Home Business Tourists Stuck in China Resort City After Covid Lockdown

Tourists Stuck in China Resort City After Covid Lockdown

0
Tourists Stuck in China Resort City After Covid Lockdown
Source: Getty

After a spike in coronavirus infections, more than 2,000 visitors were left stranded in a seaside city in China.

Authorities in Beihai ordered the weekend mass testing of the city’s 1.9 million citizens while locking down urban areas.

It comes as worries over China’s “zero-Covid” policy’s effects on the second-largest economy in the world increase.

According to data released last week, the nation’s economy contracted in the second quarter of this year as a result of COVID-19 limitations that affected businesses and consumers.

In the five days leading up to July 16th, Beihai, a well-liked summer vacation spot in southern Guangxi, China, registered more than 450 illnesses.

Even if the number of cases may appear modest by international standards, it is high by Chinese official criteria for the epidemic.
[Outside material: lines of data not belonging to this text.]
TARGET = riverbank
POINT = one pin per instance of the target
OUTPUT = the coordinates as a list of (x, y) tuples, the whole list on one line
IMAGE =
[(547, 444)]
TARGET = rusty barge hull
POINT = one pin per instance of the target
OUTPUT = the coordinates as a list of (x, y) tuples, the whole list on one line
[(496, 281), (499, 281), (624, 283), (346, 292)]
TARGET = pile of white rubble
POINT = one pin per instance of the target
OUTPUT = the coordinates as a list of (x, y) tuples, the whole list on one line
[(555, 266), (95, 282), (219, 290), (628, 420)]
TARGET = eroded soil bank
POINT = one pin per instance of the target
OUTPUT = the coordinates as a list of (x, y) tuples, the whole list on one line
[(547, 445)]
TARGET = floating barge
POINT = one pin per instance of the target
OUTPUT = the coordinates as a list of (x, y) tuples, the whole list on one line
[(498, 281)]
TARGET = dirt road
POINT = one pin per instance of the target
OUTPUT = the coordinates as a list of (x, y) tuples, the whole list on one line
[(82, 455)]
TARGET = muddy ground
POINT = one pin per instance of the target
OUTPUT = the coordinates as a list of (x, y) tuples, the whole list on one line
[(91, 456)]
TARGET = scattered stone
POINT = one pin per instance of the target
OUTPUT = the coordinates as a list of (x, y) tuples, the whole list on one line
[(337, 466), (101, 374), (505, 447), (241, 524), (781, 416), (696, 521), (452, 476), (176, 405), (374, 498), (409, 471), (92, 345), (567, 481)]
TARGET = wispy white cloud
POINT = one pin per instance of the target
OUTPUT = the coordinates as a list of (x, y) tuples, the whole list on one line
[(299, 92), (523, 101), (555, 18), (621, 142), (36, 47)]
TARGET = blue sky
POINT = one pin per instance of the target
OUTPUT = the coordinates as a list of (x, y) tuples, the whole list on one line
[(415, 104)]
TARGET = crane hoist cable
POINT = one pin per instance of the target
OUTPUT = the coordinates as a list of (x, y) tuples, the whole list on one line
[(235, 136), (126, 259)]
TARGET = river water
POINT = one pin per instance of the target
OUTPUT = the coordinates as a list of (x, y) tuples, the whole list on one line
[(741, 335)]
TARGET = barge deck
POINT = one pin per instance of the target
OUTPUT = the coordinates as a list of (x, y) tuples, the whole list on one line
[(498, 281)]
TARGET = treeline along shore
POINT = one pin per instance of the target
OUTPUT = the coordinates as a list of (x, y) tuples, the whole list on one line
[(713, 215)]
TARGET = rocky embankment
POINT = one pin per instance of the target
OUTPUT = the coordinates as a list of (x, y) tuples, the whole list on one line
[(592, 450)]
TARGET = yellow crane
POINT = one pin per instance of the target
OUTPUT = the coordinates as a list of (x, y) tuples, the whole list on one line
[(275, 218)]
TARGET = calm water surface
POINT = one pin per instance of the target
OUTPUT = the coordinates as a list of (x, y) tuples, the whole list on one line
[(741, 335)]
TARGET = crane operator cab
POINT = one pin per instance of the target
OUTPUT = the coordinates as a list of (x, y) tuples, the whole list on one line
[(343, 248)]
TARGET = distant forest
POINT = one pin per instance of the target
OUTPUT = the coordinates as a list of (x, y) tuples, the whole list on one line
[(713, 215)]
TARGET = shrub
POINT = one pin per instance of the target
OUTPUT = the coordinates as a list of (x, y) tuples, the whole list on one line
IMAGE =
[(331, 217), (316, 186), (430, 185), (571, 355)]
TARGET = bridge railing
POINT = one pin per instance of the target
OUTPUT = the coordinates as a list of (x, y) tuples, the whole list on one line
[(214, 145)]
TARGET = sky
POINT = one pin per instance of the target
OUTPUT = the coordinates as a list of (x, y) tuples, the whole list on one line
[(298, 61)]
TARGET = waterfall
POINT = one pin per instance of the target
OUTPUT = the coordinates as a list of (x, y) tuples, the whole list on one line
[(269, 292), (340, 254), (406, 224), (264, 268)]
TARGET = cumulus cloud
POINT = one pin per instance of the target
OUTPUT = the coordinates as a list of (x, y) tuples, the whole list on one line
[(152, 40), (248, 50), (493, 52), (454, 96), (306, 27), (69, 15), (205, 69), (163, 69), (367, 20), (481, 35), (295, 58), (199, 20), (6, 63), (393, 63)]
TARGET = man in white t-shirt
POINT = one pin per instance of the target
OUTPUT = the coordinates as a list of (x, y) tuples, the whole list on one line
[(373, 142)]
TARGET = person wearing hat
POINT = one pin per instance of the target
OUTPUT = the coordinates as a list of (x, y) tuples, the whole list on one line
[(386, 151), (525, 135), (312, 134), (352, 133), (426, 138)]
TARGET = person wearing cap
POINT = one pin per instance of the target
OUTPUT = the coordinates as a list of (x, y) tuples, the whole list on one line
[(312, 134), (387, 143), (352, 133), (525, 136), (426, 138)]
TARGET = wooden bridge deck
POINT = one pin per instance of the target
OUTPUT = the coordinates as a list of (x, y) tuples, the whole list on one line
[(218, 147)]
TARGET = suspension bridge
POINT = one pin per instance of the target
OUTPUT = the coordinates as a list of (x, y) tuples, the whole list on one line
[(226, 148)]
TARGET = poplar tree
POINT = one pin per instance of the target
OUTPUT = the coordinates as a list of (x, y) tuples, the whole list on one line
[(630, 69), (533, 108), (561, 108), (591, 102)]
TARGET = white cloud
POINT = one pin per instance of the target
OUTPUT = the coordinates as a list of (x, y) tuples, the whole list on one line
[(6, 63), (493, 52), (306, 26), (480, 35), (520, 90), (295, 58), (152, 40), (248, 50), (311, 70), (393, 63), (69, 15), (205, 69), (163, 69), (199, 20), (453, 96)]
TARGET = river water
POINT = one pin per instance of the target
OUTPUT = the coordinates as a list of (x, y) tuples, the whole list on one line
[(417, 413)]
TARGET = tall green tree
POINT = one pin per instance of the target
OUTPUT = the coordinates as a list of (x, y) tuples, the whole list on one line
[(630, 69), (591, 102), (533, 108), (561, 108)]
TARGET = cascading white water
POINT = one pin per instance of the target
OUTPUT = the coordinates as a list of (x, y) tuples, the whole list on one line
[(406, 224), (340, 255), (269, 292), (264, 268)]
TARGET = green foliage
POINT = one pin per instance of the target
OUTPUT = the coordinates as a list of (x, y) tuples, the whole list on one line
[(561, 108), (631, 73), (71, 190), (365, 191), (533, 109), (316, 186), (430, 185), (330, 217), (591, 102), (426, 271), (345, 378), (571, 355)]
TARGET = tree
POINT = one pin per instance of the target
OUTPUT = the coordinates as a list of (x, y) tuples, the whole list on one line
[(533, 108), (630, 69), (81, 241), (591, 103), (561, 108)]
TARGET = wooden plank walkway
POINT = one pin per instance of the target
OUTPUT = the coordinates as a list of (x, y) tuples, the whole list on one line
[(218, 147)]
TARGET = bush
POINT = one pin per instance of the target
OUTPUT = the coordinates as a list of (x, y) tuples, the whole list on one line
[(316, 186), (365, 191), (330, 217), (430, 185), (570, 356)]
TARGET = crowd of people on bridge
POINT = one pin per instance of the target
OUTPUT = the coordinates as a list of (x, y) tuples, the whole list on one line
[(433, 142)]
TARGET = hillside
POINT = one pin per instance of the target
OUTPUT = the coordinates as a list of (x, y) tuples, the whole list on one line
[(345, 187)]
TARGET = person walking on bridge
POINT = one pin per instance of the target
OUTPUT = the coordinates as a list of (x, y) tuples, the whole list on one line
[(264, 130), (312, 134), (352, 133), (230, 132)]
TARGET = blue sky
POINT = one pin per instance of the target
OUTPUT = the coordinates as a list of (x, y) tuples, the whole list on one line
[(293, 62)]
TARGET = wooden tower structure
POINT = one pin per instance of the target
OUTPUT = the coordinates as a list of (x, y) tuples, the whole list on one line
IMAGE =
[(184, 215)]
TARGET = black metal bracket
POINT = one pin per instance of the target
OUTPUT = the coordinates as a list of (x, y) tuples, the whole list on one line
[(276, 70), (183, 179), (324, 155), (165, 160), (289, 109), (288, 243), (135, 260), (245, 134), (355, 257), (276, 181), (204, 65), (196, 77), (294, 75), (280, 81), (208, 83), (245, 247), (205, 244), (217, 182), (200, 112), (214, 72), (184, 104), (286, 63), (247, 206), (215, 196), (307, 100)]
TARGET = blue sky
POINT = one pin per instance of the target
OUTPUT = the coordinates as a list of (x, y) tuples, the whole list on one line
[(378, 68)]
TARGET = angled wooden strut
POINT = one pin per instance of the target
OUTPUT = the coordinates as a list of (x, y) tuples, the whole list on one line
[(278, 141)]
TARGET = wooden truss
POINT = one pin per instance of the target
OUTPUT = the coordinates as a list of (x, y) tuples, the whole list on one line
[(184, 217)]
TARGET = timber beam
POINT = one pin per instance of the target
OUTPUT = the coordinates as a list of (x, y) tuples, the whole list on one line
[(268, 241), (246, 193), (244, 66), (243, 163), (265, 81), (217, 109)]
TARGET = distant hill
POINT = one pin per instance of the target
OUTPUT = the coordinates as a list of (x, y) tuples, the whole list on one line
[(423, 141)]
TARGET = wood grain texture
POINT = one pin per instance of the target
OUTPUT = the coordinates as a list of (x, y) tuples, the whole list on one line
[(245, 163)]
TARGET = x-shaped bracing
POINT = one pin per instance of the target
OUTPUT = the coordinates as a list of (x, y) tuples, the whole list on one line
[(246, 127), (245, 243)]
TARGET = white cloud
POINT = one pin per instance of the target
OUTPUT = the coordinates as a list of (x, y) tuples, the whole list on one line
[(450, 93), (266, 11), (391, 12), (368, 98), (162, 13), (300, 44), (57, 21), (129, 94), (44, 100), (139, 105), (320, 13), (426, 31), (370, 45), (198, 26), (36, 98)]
The local administration of Beihai said on Sunday that visitors who had not come into touch with someone who had the virus or who had not gone to a medium-risk or high-risk region would be permitted to depart provided they obtained a negative Covid-19 test.

Officials said at a press conference that the remainder must remain in the city and be confined.

In a comment that has earned more than 2,700 likes on the social media site Douyin, the Chinese equivalent of TikTok, a visitor on vacation in Beihai expressed her dissatisfaction.

“My three-month confinement in Shanghai recently ended. Did I irritate anyone by coming to Beihai for a breath of fresh air?” She spoke.

Authorities in other parts of China are ramping up their efforts to curb the increase of Covid cases.

On Monday, Shanghai’s municipal administration announced it will force citizens in more than half of its 16 districts to be tested for the virus, after doing similar tests last week.

The significant commercial, industrial, and financial hub didn’t reopen until June following a two-month shutdown.

It is one of several major Chinese cities confronting fresh illness clusters.

According to a statement published on Monday by the Japanese financial behemoth Nomura, the Covid situation in China has “significantly worsened on a national basis” during the previous week.

The analysts Ting Lu, Jing Wang, and Harrington Zhang stated that “based on our own assessment, 41 cities are now adopting complete or partial lockdowns or some form of district-based control measures, which entail harsh restrictions restricting the mobility of local population.”

They said, “These 41 cities account for 22.8% of China’s GDP [Gross Domestic Product] and 18.7% of China’s population.”

Government data released on Friday revealed the nation’s economy shrank significantly in the second quarter of this year as a result of widespread coronavirus lockdowns that had a significant negative impact on both businesses and consumers.

The GDP decreased from the prior quarter in the three months ending in June by 2.6 percent.

Shanghai was among the major cities in China that had complete or partial lockdowns at this time as the nation continued to adhere to its zero-Covid policy.

One of the most crucial measures of how well or poorly an economy is performing is the GDP, or gross domestic product.

It serves as a gauge for all economic activity by businesses, governments, and people.